Les 13 et 14 juin ils font une rotation jusqu’à 6000 mètres pour déposer du matériel. La neige fond vite et ils sentent qu’il ne faut pas traîner.

Leur ascension débute le 21 juin : ils montent directement depuis le camp de base, 3600 mètres, jusqu’à 6000 mètres. On peut dire qu’ils sont bien acclimatés ! Le 22 juin le trio monte son camp 2 à 6800 mètres. Le 23 juin ils atteignent 7400 mètres, leur camp 3, non loin de l’arête Mazenod. Ils partent dans la nuit, basculent versant Diamir et gravissent le mixte sous le sommet, qu’ils atteignent à 15h30.

Les trois se congratulent et ne perdent pas de temps : les deux Français chaussent les skis, David les suit à pied, puis ce dernier réussit à s’envoler en parapente, d’où il regagne le camp de base sans encombres. Pour les deux Français, la descente va être encore longue.

Tiphaine, Boris et David au sommet du Nanga Parbat, le 24 juin. ©Coll. Göttler

David Göttler en parapente, le versant Rupal sous les pieds. ©Coll. Göttler

La descente

Boris et Tiphaine bivouaquent d’abord vers 7600 mètres, puis, le lendemain, 25 juin, ils doivent retraverser le haut du versant Diamir, ce qui leur prend du temps pour revenir à leur camp 3, 7400 m.
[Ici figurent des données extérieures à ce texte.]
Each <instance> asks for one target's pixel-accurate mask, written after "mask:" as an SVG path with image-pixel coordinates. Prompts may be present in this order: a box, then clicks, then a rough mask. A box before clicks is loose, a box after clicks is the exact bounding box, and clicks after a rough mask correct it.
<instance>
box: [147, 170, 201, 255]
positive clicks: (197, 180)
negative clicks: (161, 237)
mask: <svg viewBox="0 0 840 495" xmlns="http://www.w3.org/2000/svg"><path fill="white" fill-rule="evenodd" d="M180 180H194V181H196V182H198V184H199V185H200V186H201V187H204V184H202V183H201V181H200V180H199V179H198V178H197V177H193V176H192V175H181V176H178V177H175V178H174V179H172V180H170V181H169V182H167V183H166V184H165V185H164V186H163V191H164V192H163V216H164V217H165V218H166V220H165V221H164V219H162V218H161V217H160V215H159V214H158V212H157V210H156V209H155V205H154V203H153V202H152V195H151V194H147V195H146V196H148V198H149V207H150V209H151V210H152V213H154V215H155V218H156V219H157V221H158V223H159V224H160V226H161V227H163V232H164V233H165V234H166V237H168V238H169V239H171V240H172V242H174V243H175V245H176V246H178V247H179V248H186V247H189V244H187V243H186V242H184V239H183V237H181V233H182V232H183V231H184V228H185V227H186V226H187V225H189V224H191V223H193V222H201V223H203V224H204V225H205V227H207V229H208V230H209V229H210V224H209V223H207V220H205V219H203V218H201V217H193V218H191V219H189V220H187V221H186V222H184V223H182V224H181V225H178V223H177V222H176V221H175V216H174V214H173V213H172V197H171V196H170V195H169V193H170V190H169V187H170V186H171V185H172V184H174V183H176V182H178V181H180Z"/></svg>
Le 26 juin ils skient de 7400 à 6000 mètres. Le 27 juin ils skient depuis ce dernier camp jusqu’au camp de base, sans pouvoir skier la fin par manque de neige.

La réussite est totale, l’exploit bien réel pour les trois amis, dans ce style épuré qu’ils affectionnent. « Nous considérons notre ascension en style alpin car nous n’avons utilisé qu’une corde de 50 m, quelques pitons et camalots. Nous avions une tente pour nous trois, un réchaud, matelas et sac de couchage, ainsi que de la nourriture et du gaz que nous avons portés nous-mêmes » précise David Göttler.

Tout le monde n’est pas prêt à consacrer beaucoup de temps pour réaliser le rêve d’une vie. J’espère montrer que le jeu en vaut la chandelle. David Göttler

Une ascension magnifique, en style alpin, avec une double première à la descente, sur un 8000 : c’est suffisamment rare pour être signalé.

« La cerise sur le gâteau a été le vol en parapente, une expérience unique dans une vie. Les nombreuses tentatives qui m’ont été nécessaires, au fil des ans, pour réussir à gravir et à descendre cette incroyable montagne dans ce style, me rendent très fier.

De nos jours, tout le monde veut tout instantanément et n’est pas prêt à consacrer beaucoup de temps pour réaliser le rêve d’une vie. J’espère montrer que le jeu en vaut la chandelle » conclut David Göttler.